The problems created by the European arrest warrant have proven to be even more serious and far more widespread than those created by the US treaty. First, there are cases that are exemplified by the case of Andrew Symeou. Andrew, a British student, was whisked off to Greece under a European arrest warrant for involvement in a fight at a nightclub that left another man dead, which is a serious offence. Andrew was extradited, despite eye-witness accounts that he was not at the club at the time.

Fast-track European Union extradition is based on the assumption that standards of justice are adequate across Europe. We all put our faith in that assumption, but I am afraid that the Symeou case and many others show that that assumption is a sham and a fraud. We cannot understand the operation of the EAW without understanding that fraud—the assumption that all the justice systems operate to a similarly high standard.

Let us look at the Symeou case. Greek police beat identical statements out of witnesses, which were then retracted. Andrew Symeou spent almost a year in squalid prison conditions before being bailed. He was left with a flea-ridden blanket in a cell exposed to a sewer and crawling with cockroaches. He was abused by guards and witnessed another prisoner being beaten to death for drug money. The trial proceeded at a snail’s pace, with court translators who spoke scant English. He was eventually cleared in June this year, after a two-year ordeal, and he was left to rebuild his life.

The independent Baker review, commissioned by the coalition to look into the operation of our extradition relations, makes absolutely no recommendations for preventing such horror stories being inflicted on other innocent people—I use the word “innocent” advisedly, although that was clearly the case for Andrew Symeou. The Symeou case highlights the need for a higher evidential threshold—a prima facie test—to militate against the risk that fast-track extradition goes ahead on manifestly tainted evidence or spurious grounds.

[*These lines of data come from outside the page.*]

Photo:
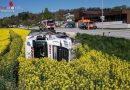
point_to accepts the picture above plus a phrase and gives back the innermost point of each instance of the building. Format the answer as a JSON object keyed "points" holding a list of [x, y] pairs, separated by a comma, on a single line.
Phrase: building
{"points": [[122, 15]]}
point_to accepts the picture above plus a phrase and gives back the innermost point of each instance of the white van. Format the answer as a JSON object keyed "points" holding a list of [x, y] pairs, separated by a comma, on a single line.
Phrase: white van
{"points": [[47, 44]]}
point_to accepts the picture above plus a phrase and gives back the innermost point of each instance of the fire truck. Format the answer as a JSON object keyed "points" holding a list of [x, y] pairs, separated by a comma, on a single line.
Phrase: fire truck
{"points": [[47, 24], [56, 46]]}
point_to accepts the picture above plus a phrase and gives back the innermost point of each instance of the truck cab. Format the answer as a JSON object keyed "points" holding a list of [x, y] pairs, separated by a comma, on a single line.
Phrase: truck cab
{"points": [[45, 44]]}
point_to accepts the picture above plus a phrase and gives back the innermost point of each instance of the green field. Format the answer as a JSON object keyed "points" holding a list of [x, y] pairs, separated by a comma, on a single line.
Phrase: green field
{"points": [[101, 63]]}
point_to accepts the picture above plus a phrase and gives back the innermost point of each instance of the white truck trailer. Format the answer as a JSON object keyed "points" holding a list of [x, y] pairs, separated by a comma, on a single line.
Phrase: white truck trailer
{"points": [[47, 44]]}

The Baker report merely suggests that, over time and with effort, the justice systems and prison conditions across Europe will get better. All of us in the Chamber may well hope for that, but that view is naive at best and reckless at worst. I urge the Government to ignore that legalistic and simplistic analysis and think about what innocent people such as Andrew Symeou actually go through in real life.

Nick de Bois Portrait Nick de Bois (Enfield North) (Con)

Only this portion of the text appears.